Epilepsy is a known neurological condition characterized by seizures. These seizures are the result of intense electrical activity in the brain. When this abnormal brain activity happens in one area of the brain, it is called a partial seizure. However, when they occur in the entire brain, it is now called a generalized seizure. Generalized seizure is also known as grand mal seizure or generalized tonic-clonic seizure.
What are the Causes of Epilepsy with Generalized Seizures?
The possible causes of epilepsy with generalized seizures include:
- Head trauma
- Alzheimer’s disease
- Congenital conditions like Down’s syndrome
- Changes in the brain’s structure
- Brain infections such as encephalitis and meningitis
- Brain tumor
Some people with generalized seizures can be caused by other factors other than epilepsy.
People with epilepsy have an increased risk of having seizures if they have the following:
- Emotional stress
- Lack of sleep
- Alcohol use
- Taking new drugs, supplements, or vitamins
- Drug use
Permanent brain damage, traumatic injury, and learning disabilities are some of the complications of epilepsy.
What are the Symptoms of Epilepsy with Generalized Seizures?
When a generalized seizure happens, the muscles will first become stiff and then become rigid. Next, violent muscle contractions are experienced, wherein the muscles move quickly and in random spasms.
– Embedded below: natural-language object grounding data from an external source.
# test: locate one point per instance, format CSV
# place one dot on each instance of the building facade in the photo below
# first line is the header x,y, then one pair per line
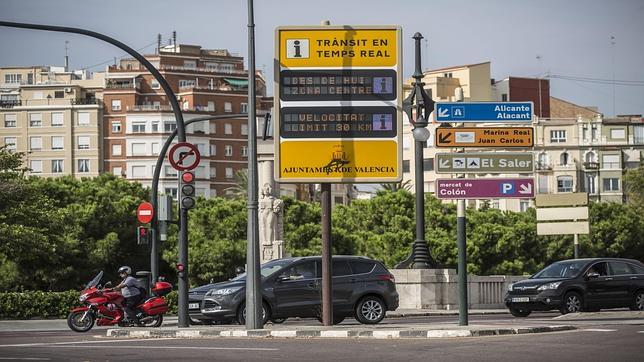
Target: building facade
x,y
54,117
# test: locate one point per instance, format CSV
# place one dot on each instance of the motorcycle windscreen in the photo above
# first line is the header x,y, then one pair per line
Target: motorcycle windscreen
x,y
94,282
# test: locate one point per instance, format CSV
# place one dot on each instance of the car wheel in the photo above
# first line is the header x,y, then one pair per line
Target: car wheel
x,y
638,300
520,312
370,310
241,313
572,303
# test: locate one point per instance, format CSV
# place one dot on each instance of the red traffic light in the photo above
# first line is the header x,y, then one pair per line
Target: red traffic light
x,y
187,177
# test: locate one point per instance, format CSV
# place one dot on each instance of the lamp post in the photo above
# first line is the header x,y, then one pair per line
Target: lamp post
x,y
418,114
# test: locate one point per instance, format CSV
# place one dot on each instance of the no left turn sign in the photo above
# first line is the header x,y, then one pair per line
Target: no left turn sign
x,y
184,156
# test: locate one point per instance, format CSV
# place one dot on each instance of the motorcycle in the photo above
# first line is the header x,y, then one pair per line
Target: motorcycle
x,y
105,307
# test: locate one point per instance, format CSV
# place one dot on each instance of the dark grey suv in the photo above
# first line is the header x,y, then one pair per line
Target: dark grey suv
x,y
362,288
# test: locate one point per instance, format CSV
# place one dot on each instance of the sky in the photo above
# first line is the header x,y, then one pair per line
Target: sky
x,y
602,40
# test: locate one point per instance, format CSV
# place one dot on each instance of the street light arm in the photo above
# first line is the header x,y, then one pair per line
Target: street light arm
x,y
162,82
The person will eventually pass out or lose his/her consciousness and will not be aware of the event.
During the seizure, the person may bite the tongue, lose bladder or bowel control, have lockjaw, or may turn blue on the face. Prior to seizure, odd changes in smell, taste, vision, and emotions may occur. An aura may also be experienced before the seizure happens. An aura can be in the form of hallucination, feeling disoriented, or having a tingling sensation.
After the seizure has passed, the person will not remember anything with what had happened. The person may feel normal again or may experience drowsiness, confusion, headache, or Todd’s paralysis (a temporary one-sided body weakness).
Diagnosing Epilepsy with Generalized Seizures
Epilepsy is a serious condition that needs professional help. To be able to find out the cause of epilepsy, the doctor will need a description of one's symptoms and specific events of epilepsy. Diagnostic procedures like electroencephalogram can also help make a correct diagnosis.
An electroencephalogram or EEG is a diagnostic procedure that records the brain waves through the small wires attached in the person’s head. Unusual patterns may be recorded during or in between seizures. A video EEG may also be done to get a clear reading. A portable EEG, on the other hand, may be used while the person is doing normal activities.
Treatments for Epilepsy with Generalized Seizures
Anticonvulsants are used to help prevent seizures. For these medications to work, they must be taken as instructed by the doctor. If you’re pregnant and you have epilepsy, discuss your medications with your doctor as certain medications for epilepsy can cause birth defects.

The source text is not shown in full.